空位刚稳,守门临役残档便开始发热。
那卷被纸灰拼出的残档原本只有“临役已换三次”一句,此刻却像被半白空位逼着继续吐字。灰屑在通行环空边上翻滚,先浮出三道横线,再浮出三个被刮去大半的名位。
第一名,只剩一个“祁”字。
第二名,只有“林战”二字完整。
第三名没有姓名,只有一枚白扣压痕。
韩烈的脸色在第二个名字出现时沉到极处,等看到第三道白扣压痕,反倒冷笑了一声:“第三个临役不是人名,是席前名额。”
宋砚立刻落笔:三临役名,末位白扣代役。
这行字刚成,封火井口白烟猛地一卷,第三道压痕像要从残档上剥离。
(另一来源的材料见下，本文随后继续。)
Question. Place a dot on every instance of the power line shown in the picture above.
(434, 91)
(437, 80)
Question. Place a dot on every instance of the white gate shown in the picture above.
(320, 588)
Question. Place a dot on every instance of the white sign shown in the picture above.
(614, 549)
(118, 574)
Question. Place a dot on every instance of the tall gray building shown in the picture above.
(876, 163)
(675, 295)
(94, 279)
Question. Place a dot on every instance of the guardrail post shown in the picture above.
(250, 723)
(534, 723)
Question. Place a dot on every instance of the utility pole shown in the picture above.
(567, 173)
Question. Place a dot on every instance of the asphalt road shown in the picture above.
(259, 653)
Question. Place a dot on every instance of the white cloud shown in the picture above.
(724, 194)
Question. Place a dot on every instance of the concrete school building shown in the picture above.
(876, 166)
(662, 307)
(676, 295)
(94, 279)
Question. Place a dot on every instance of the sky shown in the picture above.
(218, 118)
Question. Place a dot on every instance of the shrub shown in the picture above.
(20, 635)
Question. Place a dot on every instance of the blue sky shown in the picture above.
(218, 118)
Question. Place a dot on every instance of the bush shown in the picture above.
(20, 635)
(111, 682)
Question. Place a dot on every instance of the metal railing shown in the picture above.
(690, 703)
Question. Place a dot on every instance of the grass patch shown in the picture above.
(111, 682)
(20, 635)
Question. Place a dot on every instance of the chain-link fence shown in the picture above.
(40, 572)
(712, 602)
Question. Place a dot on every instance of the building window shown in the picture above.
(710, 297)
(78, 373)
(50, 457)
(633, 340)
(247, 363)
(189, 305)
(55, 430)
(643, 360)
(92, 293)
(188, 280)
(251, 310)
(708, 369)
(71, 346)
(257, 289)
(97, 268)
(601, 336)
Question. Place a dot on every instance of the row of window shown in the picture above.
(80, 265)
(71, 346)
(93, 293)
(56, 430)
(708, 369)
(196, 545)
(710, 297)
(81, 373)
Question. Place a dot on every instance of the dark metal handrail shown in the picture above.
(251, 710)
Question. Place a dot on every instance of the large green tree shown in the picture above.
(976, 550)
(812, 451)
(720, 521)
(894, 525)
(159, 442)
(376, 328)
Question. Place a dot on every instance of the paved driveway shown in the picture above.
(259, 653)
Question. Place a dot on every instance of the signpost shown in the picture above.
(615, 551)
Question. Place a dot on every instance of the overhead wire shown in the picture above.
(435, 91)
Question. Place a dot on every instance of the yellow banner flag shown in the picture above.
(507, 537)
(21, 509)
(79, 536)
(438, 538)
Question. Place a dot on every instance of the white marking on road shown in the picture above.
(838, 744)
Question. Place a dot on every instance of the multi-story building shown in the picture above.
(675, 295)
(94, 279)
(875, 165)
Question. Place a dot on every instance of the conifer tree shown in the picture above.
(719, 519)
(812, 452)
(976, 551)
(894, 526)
林夜抬手按住通行环,黑火没有包住整卷残档,只点在三道横线之间。火光隔开三名,第一名不吞第二名,第二名不牵第三名,白扣压痕便无法借林战的名位退走。
苏青禾低声道:“它想把第三次换役推给你父亲。”
若第三道白扣压痕能贴到林战名下,王城就能说临役只换过两人,林战既是第二也是第三,所有后续白扣都只是执行遗令。白冠阁昨夜没能把林战写成阻拦者,王城今日便想把他写成替他们换役的授权人。
林夜的眼神很静。
静到三七不敢看他。
“临役名单不合并。”林夜说,“第一名查去向,第二名查守门,第三名查白扣来源。谁把它们写成一人,谁就是改档。”
宋砚把三项分列,笔锋越写越稳。三道名位分开后,第一名的“祁”字下方又露出一截旧印:外火司。韩烈见到这三个字,忽然想起军部早年失踪过一名外火司校验官,失踪时间正和林战入王城前后相近。
临证厅里所有人都意识到,林战不是这扇门的起点。
他只是第二个被推上去的人。
阿衡的冷炉钩轻轻一顿:“那第一个呢?”
没人回答。白墙深处却传来一声很浅的笑,像有人终于等到他们问错了方向。林夜抬眼,看向那面没有门缝的墙。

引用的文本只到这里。